На раме

Лариса Накопюк
Золотая белка солнца мелькает в велосипедных спицах. Я сижу на раме и держусь за стойку руля, а рядом покачивается в нитяной сетке стеклянный пупырчатый графин красного цвета с квасом. За рулём велосипеда - старший брат Толя.
Дорога похожа на стиральную доску. Стучат, кажется, не только зубы, но и все кости моего длинного, худого подросткового тела. И сидеть на металлической узкой трубке, держа согнутыми ноги, совсем неудобно. Однако всё это мелочи жизни, потому что мы едем на Усолку.
Толя – мой брат по отцу. Он приехал после армии и остался у нас жить. Работает он на заводе во вредном цехе, поэтому, когда смена у него начинается в 15.00, мы с ним при хорошей погоде с утра непременно отправляемся загарать.
Брат – человек веселый, общительный, музыкальный. У него волнистый светлый чуб  и ослепительная белозубая улыбка.  Он легок на подъём и готов к любым приключениям. Я, конечно, чувствую Толину взрослую заботу и ответственность.  Но он никогда не смотрит на меня сверху вниз. Дружба наша радостна и безоблачна.
  Чтобы не терять времени , Толя по дороге пересказывает «Парижские тайны» - популярный фильм, путь на который мне заказан, потому что он «до 16».
Мчится велосипед. Пролетают мимо дома, люди, церкви, сараи, опустелый грачевник в старых тополях…
И вот мы уже за городом. Всё ближе лес: зеленые кусты, тёмные пики елей, мелькающая слева от шоссе узкая извилистая ленточка реки. Ещё немного, и мы останавливаемся как раз там, где Усолка круто изогнувшись, обтекает пологий бережок с полоской чистого песка.
Это наше место. Толя ставит велосипед  под  дерево. Я на траве расстилаю старенькое  байковое одеяло. Чтобы квас не нагрелся, мы закапываем графин в песок у самого уреза воды.
Брат сбрасывает с себя одежду и с разбега прыгает в речку! Мне нельзя. Вода в Усолке ключевая, холодная, а я вечно простужаюсь. Да и плаваю неважно. Точнее сказать, кое-как держусь на воде.
Речное зеркало дробится и слепит солнечной рябью. Толя, как дельфин, плывет. Я слежу из-под ладони  за мощно отмахивающими сажёнки руками, и загорелой спиной, выпрыгивающей наверх то одним, то другим боком.  Потом сама подставляюсь ласковому теплому ветерку и закрываю глаза…
В какой-то момент я их открываю и вижу, как наш пупырчатый графин, грациозно покачиваясь на волнах, плавно уплывает по течению.

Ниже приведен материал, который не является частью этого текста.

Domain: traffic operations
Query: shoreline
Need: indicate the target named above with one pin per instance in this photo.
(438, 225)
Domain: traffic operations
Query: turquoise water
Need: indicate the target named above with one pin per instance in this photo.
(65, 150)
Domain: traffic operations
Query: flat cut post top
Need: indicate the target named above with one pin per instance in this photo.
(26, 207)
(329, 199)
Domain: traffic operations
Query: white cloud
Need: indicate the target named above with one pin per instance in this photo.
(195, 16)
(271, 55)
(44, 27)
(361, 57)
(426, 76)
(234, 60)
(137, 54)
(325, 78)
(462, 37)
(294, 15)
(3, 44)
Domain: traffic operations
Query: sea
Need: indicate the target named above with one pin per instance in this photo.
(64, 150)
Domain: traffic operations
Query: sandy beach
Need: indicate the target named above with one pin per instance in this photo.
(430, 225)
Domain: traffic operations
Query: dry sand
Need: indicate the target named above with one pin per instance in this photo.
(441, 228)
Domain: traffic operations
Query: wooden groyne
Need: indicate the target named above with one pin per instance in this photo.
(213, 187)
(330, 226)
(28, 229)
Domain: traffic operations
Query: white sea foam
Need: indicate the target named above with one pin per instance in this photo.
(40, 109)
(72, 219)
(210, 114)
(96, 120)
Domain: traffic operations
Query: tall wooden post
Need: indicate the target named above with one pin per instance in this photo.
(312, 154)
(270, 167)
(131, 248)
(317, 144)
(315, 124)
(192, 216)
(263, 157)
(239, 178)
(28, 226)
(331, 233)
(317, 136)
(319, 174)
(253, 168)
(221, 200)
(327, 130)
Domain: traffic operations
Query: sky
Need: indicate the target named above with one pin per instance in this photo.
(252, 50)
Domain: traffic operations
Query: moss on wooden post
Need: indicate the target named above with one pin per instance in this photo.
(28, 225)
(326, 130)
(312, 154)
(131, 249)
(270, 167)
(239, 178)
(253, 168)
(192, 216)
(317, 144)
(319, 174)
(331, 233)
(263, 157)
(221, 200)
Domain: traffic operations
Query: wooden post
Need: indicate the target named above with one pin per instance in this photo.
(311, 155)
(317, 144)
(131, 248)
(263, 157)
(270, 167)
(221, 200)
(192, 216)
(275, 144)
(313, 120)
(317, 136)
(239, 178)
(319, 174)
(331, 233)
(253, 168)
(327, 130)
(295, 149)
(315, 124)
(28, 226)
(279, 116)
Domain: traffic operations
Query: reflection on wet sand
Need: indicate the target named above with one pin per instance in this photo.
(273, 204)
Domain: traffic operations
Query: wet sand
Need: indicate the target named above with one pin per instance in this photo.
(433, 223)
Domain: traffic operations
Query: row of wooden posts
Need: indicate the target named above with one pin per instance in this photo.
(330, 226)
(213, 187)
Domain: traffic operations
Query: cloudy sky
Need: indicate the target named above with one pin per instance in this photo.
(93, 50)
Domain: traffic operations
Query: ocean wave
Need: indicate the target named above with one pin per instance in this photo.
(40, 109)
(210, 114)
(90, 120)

Он уже далеко от берега.
Я вскакиваю и ору что есть мочи, а Толя не вдруг может разобрать, о чём я. Кажется, он даже в первое мгновение пугается. Мигом развернувшись, тут же плывет назад, навстречу бродяге-графину. Возвращает беглеца на место, но для страховки привязывает шнурком от кед за горлышко к ветке прибрежного куста.
Мы смеемся! Мы хохочем во всё горло! Наш хохот окрест разносит река. И упав животом на горячий песок, едва отдышавшись, Толя возвращается к рассказу о кинофильме, изображая героев мимикой и жестами. А я слушаю, раскрыв рот, вся во власти придворных интриг и тайн далёкого Парижа.
Но фильм кончается, а время ещё есть. Мы идём по берегу. Заметив что-то с обрывчика, брат велит мне стоять на месте, а сам идет к велосипеду и неожиданно возвращается со столовой вилкой, извлеченной, должно быть, из сумочки, что прицеплена под седлом.
Осторожно становится на колени и нагибается над водой, замерев с вилкой, как с острогой, в руке. Вдруг резким движением втыкает во что-то вилку, а когда рука показывается над водой, в воздухе серебряно трепещется наколотая рыбка.
«Налим! Поймал!» - Кричит Толька. И я с восторгом кричу тоже: «Ура!!! Поймал!!!»
Потом мы заворачиваем налима в полотенце и едем  домой. Я снова сижу на раме, придерживая рукой сетку с пустым графином и рыбацким трофеем. Велосипед  снова ловит  спицами солнце. Ветер ерошит волосы, играет  подолом моего выцветшего сарафанчика и пузырем  надувает Толину рубашку. Мы  едем  и  предвкушаем, как изумятся и обрадуются улову наши родители.
…А когда мы вернемся, кот Буська – стервец  сопрёт и съест налима, неосторожно оставленного в кухне на столе.
Обо всём этом помнит солдатская пуговица со звездочкой, что была когда-то на дембельском   братовом кителе.